Nothing
#' @demoTitle dallas-text
#'
#' Demo text tf, tf-idf and parser functions
#'
#' To install and use Dallas demo dataset in Aster:
#'
#' 1. download DallasOpenData.zip from
#' https://bitbucket.org/grigory/toaster/downloads/DallasOpenData.zip
#' 2. run script to create data set in Aster
#' sh load_dallas_data.sh -d mydbname -U username -w mypassword
#' 3. create Aster ODBC DSN on your desktop
#' see https://bitbucket.org/grigory/toaster/wiki/Home#markdown-header-odbc-driver-and-dns
library(toaster)
library(tm)
library(RColorBrewer)
library(reshape2)
# utility input function
readlineDef <- function(prompt, default) {
if (!is.null(prompt))
prompt = paste0(prompt, "[", default, "]: ")
else
prompt = paste0(prompt, ": ")
result = readline(prompt)
if (result == "")
return (default)
else
return (result)
}
# utility connection function
connectWithDSNToAster <- function(dsn=NULL) {
dsn = readlineDef("Enter Aster ODBC DSN: ", dsn)
tryCatch(close(conn), error=function(err) {NULL})
conn = tryCatch({
conn = odbcConnect(dsn)
odbcGetInfo(conn)
return (conn)
}, error=function(err) {
stop(paste("Can't connect to Aster - check DSN '", dsn, "'"))
})
}
## connect to Aster first
conn = connectWithDSNToAster()
# term frequency on narratives
# divided into 4 time groups: 0-3
tfIdfDallasByTime = computeTfIdf(channel=conn, tableName="public.dallaspoliceall",
docId="(extract('hour' from offensestarttime)::int/6)%4",
textColumns=c('offensedescription','offensenarrative'),
parser=nGram(1, punctuation="[\\\\[\\\\]%/`~#^&*()''\":;><@0-9-]+"),
test=FALSE)
dim(inspect(tfIdfDallasByTime))
findFreqTerms(tfIdfDallasByTime, 0.00005)
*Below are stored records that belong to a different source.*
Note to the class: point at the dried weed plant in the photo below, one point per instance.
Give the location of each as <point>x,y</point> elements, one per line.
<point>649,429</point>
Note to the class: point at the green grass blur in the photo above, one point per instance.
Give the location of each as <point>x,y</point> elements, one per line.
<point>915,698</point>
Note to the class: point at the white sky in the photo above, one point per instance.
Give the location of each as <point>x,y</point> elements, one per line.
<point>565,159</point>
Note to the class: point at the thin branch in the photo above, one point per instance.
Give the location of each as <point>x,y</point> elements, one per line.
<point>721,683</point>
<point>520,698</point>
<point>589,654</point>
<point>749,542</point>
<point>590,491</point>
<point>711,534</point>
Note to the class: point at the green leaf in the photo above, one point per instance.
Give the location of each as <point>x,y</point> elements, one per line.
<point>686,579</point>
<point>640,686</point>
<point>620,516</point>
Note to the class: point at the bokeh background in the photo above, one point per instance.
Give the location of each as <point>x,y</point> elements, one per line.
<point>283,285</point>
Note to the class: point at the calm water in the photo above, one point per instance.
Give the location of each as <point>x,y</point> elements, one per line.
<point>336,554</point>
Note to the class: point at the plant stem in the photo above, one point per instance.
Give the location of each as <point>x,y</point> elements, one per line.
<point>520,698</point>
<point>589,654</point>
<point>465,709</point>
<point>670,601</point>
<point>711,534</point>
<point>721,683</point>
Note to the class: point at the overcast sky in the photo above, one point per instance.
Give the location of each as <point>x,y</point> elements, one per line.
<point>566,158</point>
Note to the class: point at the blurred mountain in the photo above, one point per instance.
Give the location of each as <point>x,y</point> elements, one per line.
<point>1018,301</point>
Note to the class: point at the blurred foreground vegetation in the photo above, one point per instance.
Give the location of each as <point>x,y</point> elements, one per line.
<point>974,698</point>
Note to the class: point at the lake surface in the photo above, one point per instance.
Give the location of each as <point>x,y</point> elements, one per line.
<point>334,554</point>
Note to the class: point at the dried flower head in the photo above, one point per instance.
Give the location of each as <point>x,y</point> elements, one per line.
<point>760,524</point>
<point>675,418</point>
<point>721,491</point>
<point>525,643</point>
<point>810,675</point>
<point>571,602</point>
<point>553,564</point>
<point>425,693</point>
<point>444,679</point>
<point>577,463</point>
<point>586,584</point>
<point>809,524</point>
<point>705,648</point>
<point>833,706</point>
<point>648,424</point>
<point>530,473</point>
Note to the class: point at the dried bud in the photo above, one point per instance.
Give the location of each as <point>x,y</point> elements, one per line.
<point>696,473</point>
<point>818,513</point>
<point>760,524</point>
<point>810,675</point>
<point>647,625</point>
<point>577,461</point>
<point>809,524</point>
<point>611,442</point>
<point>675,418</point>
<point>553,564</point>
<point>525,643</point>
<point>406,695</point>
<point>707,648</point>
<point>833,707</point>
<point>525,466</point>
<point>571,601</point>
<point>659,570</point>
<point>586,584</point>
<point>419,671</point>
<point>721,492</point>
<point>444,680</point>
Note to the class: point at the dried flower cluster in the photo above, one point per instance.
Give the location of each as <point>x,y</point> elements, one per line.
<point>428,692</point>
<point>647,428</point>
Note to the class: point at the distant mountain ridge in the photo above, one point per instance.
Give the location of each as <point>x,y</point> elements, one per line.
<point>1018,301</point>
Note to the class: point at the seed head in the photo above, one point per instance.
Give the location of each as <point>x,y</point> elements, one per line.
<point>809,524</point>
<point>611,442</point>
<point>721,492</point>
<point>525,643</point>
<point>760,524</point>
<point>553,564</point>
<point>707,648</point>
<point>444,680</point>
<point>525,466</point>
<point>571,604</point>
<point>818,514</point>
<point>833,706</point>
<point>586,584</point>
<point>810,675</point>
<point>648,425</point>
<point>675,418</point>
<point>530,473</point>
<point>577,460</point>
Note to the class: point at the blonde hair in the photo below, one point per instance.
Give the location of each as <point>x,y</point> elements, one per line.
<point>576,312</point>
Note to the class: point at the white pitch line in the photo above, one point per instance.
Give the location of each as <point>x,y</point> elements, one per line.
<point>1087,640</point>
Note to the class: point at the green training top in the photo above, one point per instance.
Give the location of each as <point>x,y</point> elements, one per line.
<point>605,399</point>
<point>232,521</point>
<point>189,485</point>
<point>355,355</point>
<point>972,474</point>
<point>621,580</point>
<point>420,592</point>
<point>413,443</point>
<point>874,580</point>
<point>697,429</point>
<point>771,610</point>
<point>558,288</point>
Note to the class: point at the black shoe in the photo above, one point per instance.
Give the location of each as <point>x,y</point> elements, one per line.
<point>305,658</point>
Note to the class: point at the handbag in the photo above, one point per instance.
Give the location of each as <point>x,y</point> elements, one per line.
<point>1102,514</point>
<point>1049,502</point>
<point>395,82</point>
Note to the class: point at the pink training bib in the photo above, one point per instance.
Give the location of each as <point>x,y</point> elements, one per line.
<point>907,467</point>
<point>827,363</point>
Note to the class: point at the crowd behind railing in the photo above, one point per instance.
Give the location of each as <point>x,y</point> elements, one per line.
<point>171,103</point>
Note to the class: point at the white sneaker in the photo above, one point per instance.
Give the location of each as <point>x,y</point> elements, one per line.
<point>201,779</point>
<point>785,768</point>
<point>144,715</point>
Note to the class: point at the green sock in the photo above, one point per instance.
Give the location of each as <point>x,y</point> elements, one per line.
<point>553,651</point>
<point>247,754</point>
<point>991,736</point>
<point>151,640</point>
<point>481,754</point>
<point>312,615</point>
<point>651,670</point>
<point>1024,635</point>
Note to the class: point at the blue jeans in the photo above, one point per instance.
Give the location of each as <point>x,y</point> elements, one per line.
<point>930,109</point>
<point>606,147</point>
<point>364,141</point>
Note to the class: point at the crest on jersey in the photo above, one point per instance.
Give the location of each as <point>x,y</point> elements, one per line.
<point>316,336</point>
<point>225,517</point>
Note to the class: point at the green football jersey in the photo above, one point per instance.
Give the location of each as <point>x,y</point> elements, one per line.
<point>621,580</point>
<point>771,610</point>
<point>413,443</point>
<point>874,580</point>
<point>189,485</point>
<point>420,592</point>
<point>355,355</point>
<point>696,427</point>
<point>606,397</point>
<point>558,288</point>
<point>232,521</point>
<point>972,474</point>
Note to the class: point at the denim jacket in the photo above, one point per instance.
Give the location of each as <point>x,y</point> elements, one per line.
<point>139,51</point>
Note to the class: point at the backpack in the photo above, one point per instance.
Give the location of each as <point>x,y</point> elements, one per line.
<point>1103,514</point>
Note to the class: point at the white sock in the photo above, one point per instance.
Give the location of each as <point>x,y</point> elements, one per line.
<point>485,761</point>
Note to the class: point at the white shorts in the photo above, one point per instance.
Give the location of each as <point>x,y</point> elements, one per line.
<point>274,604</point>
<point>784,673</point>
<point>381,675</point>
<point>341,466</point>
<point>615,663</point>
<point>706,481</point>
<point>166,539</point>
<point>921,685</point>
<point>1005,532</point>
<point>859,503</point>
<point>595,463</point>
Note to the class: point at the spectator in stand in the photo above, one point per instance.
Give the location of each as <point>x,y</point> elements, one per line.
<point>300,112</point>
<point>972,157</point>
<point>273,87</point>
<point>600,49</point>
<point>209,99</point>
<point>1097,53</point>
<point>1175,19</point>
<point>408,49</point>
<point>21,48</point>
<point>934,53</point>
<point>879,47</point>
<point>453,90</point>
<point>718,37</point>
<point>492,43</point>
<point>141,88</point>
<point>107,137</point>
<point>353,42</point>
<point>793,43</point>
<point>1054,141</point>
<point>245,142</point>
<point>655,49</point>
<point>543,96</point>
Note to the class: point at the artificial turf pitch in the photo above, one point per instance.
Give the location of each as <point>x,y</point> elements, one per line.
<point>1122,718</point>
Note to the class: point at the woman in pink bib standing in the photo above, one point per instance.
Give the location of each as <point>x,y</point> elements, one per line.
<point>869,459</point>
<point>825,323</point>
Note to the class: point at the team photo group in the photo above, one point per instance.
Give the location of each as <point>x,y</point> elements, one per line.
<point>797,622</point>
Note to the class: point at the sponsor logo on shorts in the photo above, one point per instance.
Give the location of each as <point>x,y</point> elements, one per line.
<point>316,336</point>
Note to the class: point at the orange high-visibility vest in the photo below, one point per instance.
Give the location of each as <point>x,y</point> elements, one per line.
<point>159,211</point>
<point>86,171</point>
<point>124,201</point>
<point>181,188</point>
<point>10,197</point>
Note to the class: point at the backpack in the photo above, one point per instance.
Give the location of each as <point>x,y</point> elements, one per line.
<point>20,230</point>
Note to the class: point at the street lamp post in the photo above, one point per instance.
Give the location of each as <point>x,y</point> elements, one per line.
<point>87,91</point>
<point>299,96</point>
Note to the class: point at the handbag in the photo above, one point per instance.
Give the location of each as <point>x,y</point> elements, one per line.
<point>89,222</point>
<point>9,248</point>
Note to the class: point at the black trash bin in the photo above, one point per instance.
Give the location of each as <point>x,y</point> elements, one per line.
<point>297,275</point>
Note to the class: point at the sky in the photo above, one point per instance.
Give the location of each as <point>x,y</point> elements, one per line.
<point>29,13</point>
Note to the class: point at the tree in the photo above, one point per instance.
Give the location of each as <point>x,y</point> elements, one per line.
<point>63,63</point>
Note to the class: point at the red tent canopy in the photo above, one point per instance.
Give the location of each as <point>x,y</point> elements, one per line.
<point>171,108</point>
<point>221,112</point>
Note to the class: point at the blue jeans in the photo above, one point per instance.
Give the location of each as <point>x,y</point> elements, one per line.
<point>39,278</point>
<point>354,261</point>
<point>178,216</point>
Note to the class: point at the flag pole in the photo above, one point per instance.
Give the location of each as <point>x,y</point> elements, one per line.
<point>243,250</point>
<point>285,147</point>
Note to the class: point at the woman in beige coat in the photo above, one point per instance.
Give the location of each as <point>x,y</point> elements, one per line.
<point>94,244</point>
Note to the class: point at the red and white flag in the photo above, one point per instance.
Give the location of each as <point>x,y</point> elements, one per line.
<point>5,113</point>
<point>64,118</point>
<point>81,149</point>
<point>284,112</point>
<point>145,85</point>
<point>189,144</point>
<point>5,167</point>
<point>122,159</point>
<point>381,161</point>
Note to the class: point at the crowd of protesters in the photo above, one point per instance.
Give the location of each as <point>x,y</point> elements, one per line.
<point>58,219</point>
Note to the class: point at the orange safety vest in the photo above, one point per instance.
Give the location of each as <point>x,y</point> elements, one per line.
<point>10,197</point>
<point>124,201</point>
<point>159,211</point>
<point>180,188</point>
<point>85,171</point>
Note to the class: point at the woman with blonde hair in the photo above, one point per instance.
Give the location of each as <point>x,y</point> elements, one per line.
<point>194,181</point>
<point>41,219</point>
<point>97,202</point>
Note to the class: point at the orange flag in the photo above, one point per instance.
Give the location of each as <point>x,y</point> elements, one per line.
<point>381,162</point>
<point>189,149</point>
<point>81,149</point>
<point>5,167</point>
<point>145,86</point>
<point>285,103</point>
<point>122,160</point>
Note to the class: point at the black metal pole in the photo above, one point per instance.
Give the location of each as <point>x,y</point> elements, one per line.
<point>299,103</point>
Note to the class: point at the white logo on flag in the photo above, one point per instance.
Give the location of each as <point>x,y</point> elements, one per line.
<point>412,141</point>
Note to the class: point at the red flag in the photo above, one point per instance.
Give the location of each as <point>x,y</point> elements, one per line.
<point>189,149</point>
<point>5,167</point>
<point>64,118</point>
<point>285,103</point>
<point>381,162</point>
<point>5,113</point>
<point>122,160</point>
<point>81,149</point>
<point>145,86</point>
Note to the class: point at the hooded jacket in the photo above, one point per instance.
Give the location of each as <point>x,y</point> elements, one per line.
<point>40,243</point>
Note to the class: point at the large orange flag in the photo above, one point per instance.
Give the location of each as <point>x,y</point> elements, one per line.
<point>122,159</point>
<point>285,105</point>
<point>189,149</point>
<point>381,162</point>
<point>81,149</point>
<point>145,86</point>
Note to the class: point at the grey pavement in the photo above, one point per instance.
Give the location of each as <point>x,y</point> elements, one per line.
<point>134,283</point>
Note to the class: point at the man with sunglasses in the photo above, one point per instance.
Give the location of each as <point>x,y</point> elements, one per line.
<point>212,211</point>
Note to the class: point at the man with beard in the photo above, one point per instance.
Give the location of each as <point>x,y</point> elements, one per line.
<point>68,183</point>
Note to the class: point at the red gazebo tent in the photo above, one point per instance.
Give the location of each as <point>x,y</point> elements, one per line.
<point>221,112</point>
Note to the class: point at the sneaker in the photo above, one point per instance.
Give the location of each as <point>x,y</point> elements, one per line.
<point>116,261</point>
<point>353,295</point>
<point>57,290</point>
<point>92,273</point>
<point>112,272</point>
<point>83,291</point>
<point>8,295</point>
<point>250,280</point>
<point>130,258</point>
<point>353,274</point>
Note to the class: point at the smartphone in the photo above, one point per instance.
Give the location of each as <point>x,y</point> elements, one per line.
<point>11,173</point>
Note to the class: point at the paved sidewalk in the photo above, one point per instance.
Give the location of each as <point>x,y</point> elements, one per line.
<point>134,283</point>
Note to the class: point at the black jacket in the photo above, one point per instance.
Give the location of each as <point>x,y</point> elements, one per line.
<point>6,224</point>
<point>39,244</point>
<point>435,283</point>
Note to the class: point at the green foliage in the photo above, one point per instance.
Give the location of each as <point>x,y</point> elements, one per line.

findAssocs(tfIdfDallasByTime, "INVESTIGATIONS", 0.99)
# top terms (by tf) for each document
tfIdfDallasByTimeDF <- cbind(term=dimnames(tfIdfDallasByTime)[[1]], as.data.frame(inspect(tfIdfDallasByTime)), stringsAsFactors=FALSE)
tfIdfDallasByTimeDFMelt = melt(tfIdfDallasByTimeDF, id.vars='term', measure.vars=as.character(0:3),
variable.name='docid', value.name='tf')
tfOrdered <- tfIdfDallasByTimeDFMelt[order(-tfIdfDallasByTimeDFMelt$tf), ]
by(tfOrdered, tfOrdered["docid"], head, n=20)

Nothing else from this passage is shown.